The AI-derived phenotypes deserve a second mention in this light, because the regulatory framing sharpens the earlier caveat. A Cortex-classified cohort flag is an algorithm-derived variable; if it feeds regulatory evidence, it has to be validated and fit-for-purpose — its agreement against chart review measured and documented, its derivation transparent enough to put in front of a reviewer. "The model seemed good" is an internal note, not a submission. We treated any Cortex output that might touch regulatory evidence as a variable requiring its own validation record, the same as any other derived endpoint.

Lessons learned across the whole programme

Pulling the three parts together, here's what I'd tell the next team doing this, in rough order of how much grief each one saved or cost us:

• Make tokenization deterministic on day one. We got this right almost by luck, and it turned out to be the hinge for every clean-room collaboration. If your tokens aren't stable across parties and time, your privacy-preserving joins simply don't work.

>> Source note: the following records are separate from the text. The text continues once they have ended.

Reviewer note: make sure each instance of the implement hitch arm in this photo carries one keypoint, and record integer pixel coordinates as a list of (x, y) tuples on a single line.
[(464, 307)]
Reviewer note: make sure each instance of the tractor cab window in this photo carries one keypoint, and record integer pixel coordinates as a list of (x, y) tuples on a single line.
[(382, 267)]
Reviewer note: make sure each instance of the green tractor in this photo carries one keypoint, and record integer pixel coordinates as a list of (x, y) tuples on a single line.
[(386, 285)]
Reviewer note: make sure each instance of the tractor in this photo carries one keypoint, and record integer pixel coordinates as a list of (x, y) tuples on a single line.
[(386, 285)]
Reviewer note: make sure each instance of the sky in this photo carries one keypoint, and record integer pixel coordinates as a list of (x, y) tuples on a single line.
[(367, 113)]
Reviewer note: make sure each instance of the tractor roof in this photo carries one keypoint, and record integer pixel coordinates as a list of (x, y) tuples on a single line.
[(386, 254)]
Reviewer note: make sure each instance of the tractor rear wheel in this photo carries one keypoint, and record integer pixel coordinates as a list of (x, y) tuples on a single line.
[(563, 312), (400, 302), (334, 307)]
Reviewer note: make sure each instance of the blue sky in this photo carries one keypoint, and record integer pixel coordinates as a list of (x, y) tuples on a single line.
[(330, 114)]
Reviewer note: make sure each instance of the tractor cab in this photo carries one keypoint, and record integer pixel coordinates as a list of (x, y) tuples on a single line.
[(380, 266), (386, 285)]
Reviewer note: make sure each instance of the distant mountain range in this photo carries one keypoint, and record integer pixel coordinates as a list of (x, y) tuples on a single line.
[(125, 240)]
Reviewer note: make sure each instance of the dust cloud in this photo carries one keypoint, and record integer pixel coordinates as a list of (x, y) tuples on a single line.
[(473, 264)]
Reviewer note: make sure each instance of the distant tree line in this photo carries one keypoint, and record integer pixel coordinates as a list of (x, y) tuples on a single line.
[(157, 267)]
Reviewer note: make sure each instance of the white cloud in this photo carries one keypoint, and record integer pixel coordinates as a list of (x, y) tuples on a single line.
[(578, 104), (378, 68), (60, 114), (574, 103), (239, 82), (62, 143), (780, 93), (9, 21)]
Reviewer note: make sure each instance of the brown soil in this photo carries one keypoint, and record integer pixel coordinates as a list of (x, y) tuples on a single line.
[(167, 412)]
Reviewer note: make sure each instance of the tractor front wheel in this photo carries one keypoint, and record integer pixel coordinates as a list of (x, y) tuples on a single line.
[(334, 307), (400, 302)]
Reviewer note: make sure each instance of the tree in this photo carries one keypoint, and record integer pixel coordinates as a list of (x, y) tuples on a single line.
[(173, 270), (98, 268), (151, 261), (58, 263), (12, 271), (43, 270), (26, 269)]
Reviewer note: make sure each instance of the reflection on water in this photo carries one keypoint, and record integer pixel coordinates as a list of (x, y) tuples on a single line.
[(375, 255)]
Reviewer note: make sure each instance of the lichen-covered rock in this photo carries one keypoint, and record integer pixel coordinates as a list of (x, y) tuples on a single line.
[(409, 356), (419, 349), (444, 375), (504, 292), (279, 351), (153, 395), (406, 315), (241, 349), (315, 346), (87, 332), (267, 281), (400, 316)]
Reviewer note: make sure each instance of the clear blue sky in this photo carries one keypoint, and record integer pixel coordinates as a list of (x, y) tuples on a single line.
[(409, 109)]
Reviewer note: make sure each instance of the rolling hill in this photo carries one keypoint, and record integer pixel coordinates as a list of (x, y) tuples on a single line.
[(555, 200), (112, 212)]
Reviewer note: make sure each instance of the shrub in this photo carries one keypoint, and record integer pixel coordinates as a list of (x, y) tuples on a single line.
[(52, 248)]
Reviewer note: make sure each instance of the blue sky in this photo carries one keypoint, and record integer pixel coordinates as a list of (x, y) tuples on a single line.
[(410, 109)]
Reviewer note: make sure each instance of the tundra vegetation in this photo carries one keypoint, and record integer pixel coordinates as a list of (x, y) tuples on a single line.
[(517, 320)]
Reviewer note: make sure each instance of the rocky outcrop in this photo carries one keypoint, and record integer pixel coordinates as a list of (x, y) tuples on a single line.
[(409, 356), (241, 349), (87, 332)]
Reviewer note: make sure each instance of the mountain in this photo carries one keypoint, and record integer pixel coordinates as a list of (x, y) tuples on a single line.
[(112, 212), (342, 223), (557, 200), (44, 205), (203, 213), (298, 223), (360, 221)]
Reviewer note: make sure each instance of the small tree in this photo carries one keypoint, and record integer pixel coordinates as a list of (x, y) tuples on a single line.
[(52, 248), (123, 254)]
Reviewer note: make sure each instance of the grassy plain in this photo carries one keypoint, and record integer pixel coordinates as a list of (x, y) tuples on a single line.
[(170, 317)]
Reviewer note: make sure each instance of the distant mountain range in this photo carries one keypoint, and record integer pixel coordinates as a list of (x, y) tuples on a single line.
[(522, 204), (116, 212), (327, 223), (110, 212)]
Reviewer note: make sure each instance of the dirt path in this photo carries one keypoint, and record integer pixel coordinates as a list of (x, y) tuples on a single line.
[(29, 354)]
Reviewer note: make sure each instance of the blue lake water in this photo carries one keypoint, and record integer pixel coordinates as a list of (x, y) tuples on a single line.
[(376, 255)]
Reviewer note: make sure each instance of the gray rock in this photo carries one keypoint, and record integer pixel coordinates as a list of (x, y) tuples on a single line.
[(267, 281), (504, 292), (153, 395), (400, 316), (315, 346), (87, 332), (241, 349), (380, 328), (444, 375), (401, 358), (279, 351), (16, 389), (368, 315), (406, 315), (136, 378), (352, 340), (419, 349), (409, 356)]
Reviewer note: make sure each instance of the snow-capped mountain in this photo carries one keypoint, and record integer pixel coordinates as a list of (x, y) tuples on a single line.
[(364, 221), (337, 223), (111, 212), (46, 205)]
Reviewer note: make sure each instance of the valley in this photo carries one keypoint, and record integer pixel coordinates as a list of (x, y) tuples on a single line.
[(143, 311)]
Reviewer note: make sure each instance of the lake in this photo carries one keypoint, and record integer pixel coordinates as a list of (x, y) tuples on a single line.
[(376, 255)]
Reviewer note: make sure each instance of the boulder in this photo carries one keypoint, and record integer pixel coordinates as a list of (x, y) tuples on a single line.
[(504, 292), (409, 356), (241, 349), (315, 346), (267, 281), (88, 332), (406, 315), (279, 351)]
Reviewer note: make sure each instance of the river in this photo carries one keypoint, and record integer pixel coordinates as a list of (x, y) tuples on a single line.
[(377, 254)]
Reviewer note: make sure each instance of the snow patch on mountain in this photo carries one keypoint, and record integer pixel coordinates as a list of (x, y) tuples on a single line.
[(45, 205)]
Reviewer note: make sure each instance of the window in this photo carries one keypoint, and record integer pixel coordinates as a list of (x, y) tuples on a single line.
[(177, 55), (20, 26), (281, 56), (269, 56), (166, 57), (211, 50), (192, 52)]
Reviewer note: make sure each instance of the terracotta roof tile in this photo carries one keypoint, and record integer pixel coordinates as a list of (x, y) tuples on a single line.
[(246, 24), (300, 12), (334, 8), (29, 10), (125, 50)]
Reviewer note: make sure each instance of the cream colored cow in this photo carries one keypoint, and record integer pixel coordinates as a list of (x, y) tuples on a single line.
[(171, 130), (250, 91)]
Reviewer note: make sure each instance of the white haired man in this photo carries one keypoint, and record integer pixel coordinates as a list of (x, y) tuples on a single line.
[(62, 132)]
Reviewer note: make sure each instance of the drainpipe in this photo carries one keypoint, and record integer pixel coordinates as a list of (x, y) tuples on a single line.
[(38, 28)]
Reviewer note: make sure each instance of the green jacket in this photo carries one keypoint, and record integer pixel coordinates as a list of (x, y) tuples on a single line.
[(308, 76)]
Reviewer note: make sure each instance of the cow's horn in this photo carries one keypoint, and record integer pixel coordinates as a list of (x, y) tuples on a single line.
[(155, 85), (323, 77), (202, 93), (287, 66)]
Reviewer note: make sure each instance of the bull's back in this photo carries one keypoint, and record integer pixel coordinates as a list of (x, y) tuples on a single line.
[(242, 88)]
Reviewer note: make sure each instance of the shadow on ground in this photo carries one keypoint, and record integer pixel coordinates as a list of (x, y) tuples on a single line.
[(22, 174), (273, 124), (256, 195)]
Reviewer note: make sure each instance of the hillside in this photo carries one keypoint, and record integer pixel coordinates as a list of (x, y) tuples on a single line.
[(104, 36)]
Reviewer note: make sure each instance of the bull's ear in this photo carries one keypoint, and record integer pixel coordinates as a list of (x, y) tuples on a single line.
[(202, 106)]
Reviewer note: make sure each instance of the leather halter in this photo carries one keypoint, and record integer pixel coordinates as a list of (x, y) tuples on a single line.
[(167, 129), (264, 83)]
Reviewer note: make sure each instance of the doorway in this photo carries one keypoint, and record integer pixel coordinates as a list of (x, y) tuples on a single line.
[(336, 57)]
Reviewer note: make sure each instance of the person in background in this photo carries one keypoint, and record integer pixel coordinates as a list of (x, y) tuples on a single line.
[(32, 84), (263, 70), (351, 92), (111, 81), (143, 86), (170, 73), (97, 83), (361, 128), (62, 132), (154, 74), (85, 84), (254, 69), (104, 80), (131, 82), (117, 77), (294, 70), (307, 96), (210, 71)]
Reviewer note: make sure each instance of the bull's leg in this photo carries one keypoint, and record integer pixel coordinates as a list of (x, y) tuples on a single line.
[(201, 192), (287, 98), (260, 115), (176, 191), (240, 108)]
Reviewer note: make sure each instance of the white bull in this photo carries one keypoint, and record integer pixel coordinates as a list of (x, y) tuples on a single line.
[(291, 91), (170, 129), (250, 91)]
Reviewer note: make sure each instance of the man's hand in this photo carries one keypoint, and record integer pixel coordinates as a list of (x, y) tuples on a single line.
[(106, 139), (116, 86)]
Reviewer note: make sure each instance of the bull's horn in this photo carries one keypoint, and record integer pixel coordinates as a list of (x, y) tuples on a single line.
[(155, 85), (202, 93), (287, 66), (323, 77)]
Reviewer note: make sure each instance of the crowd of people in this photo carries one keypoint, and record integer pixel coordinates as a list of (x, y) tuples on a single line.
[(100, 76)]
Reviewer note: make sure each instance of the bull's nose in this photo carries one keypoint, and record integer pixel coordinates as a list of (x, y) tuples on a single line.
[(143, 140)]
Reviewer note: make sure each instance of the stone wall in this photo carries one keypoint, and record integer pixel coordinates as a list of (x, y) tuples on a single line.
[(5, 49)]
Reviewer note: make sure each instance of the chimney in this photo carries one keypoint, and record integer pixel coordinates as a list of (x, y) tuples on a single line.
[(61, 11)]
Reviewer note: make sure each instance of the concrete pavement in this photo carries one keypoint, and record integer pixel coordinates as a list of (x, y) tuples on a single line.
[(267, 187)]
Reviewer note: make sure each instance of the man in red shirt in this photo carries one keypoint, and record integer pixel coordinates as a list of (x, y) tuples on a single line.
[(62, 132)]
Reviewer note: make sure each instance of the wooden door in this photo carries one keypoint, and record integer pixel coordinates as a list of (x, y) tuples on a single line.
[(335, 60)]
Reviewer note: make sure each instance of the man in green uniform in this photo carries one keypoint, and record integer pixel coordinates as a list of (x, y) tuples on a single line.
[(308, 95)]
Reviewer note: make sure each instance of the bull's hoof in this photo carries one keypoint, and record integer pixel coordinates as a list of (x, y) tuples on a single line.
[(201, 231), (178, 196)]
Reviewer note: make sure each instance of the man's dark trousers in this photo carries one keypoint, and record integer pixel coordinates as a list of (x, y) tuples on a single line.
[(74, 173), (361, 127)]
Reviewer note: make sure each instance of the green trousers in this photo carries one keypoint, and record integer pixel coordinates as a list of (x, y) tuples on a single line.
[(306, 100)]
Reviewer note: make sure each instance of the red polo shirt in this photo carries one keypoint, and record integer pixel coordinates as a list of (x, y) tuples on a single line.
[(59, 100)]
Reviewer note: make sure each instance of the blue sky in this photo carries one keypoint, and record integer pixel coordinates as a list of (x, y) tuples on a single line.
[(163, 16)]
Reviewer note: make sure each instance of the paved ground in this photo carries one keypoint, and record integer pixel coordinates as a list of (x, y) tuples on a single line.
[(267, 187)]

Decide it before you tokenize anything.
• Treat physical layout as part of the migration. Iceberg-on-S3 doesn't repeal pruning. The genomic tables only performed once clustered for the real access pattern, and the streaming path needed small-file minding. Budget design time for it.
• Wire identity through to the BI tool. Snowflake's governance only protects Power BI users if queries run as those users via SSO. The passthrough is the whole ballgame for regulated dashboards.
• Classification is a draft, not an answer. The auto-classifier is a great starting inventory and a poor final authority. A human reviews it, and the data contract (Part 2) is what keeps it honest afterwards.
• Watch the AI and the consumption bill like the engineering costs they are. A Cortex function over a giant note corpus is a priced batch job; sample and measure first. Auto-suspend, per-workload warehouses, and resource monitors are not optional under a consumption model.
• Keep something interoperable. Choosing Iceberg over a closed format kept the bioinformatics Spark jobs alive and meant the migration was never an all-or-nothing bet. I'd make that choice again every time.
• Version your models, not just your data. Putting the risk models in the Model Registry answered the "which version produced this number?" question before a regulator had to ask it.
• Treat the regulations as the design spec, not a review gate. The single biggest mindset shift: for clinicogenomic RWE, "is this defensible under HIPAA Expert Determination and, if it's going to FDA, fit-for-use and reproducible?" is a question you answer while you design, not one you bolt on before submission. A genome can't be Safe-Harbored, so the whole tokenization-and-clean-room posture exists because the compliance frame demanded it — build it in from the first table.

Was it worth it?

For this team, clearly yes — but I want to be precise about why, because "we moved to Snowflake" is not a reason. They didn't move for raw query speed; Redshift was fine, and as Part 1 showed, the compute line even went up. They moved because the platform made the safe path the easy path: PHI governed by policy instead of by habit, partner collaboration that doesn't move patient data, AI and genomics that run where the data already sits, and all of it on a lake they never had to relocate. The database swap was the least important thing that happened.

If you're staring at a similar AWS-native RWE estate and the friction is governance and collaboration rather than performance, the thing I'd push you to internalise is that you can change the engine, the governance model, and the sharing model without touching the data in S3. Once that clicked for this team, the rest of the decisions more or less made themselves.